Metalla-rectangle	IC50 μM[a]
	SK-hep-1	HeLa	HCT-15	AGS
3ca	5.36±0.38	9.40±0.51	9.83±0.33	2.65±0.02
3da	8.60±0.65	9.55±0.87	13.27±0.03	10.83±0.30
3ab	51.08±0.95	14.91±0.59	11.40±0.15	9.61±0.55
3bb	58.88±0.08	43.74±2.08	11.91±0.10	10.37±0.69
3cb	15.45±0.95	20.48±2.70	15.23±0.87	11.65±0.16
3ac	>200	>200	>200	>200
3bc	>200	>200	>200	>200
3cc	19.00±4.99	-	31.74±0.25	-
3ad	>200	>200-	>200	>200
3bd	>200	>200	>200	>200
3cd	114.05±2.69	-	109.60±5.49	31.96±2.25
2a	>200	>200	>200	>200
2b	>200	>200	>200	>200
2c	>200	>200	>200	147.0±7.54
2d	178.60±10.05	>200	>200	>200
Cisplatin	12.38±0.24	76.85±0.41	8.38±2.31	>100
Doxorubicin	2.67±0.24	3.16±0.04	15.34±0.58	0.70±0.16

^[a]IC₅₀: drug concentration necessary for 50% inhibition of cell viability.

Figure 6.

Comparison of antitumor activity of metalla-rectangles (3ca, 3cb, 3cc and 3cd), cisplatin and doxorubicin against SK-hep-1 and HCT-15 human cancer cell lines.
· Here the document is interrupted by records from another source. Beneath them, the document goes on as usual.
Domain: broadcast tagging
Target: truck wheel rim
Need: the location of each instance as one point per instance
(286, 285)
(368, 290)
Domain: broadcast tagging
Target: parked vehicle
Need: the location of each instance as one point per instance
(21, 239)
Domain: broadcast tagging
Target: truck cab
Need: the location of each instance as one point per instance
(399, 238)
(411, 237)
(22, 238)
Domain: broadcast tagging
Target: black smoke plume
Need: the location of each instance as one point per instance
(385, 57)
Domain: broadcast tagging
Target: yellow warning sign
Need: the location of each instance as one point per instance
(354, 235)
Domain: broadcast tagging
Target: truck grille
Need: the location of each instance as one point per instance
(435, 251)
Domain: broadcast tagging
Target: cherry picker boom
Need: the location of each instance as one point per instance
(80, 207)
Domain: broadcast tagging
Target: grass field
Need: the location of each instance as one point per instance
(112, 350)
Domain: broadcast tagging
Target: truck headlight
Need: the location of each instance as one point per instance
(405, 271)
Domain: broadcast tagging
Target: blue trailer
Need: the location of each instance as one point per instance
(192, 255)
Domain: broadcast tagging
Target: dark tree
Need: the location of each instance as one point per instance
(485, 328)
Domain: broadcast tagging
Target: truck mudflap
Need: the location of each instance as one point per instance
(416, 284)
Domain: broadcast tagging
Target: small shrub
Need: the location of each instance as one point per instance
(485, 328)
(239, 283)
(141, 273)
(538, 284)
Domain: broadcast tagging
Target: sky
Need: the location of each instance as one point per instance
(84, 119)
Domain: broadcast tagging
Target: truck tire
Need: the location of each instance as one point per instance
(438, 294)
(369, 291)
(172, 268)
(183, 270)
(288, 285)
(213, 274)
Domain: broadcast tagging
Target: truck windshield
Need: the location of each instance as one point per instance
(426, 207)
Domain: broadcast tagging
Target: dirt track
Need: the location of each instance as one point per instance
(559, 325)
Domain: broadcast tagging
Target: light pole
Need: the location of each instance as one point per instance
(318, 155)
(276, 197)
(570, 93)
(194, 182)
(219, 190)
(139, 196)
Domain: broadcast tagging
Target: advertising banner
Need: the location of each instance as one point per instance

The growth inhibitory activity data suggest that rectangles possessing large cavity sizes have high antitumor activity with the mixed-metal rectangles containing both Ru and Pt showing the highest activity. While the mechanisms of action of arene-Ru-based complexes are currently poorly understood, it is clear that these complexes have different mechanisms of action than cisplatin; the Ru metallacycles are active against HeLa and AGS cancer cell lines whereas cisplatin showed poor cytotoxicity. Previous studies also indicate that cisplatin and arene-Ru derivatives have different modes of action on cell-cycle regulation. During apoptosis, arene-Ru derivatives arrest the cell cycle in G1-phase,^11b whereas cisplatin affects cancer cells during the G2-phase.¹⁸ Also extended conjugation and increased nuclearity appears to have an impact on the activity of the metallacyclic complexes towards cancer cell lines, as reflecting from the lowest IC₅₀ values of 3ca and 3da.

Conclusion

In conclusion, we have described the synthesis and characterization of a suite of hetero- and homo-metallic rectangles which self-assemble from mixtures of arene-Ru based acceptors and 4-dipyridyl donors. These rectangles were characterized by multinuclear NMR (¹H and ¹³C or ³¹P NMR), HR-ESI-MS analysis. The solid state structure of 3ab was determined by a single crystal X-ray diffraction study, confirming the rectangular structure assigned to these complexes. The absorbance and fluorescence properties for all metalla-rectangles were measured, indicating MLCT and intramolecular charge transfer absorption bands tailing far into the visible region, and emission bands arising from the donor and acceptor fragments. The electrochemical behaviour for the heterometallic rectangles has been studied. The arene-Ru acceptors show reduction events assigned to the Ru(II)/Ru(I) couple, stabilized by the bridging naphthalene or tetracene-based ligands. The more stabilizing tetracene ligand imparts reversibility to 1d, while the reduction of 1c is irreversible. Upon self-assembly formation, the resulting rectangles (3ca and 3da) both exhibit two reduction waves. One wave is ascribed to Ru reduction, as observed in the precursors, with the other arising from the incorporation of the Pt-diethynyl-dipyridyl ligands. Both waves have a large degree of reversibility for both complexes; however, the return current for 3da is slightly attenuated. The anti-tumor activities of the rectangles were evaluated against SK-hep-1, HeLa, HCT-15 and AGS human cancer cell lines. Preliminary results indicate that the larger metalla-rectangles possessed comparative high antitumor activity, on the order of that of cisplatin and doxorubicin. A detailed study on the mode of action as well as cellular uptake of metalla-rectangles is underway.

Figure 4.

Cyclic voltammograms of 1c and 1d (0.5 mM in CH₂Cl₂ at Pt-disk) at a scan rate 250 mV s^-1.

Figure 5.

Cyclic voltammograms of 0.5 mM of 3ca and 3da at a scan rate of 100-250 mV s^-1.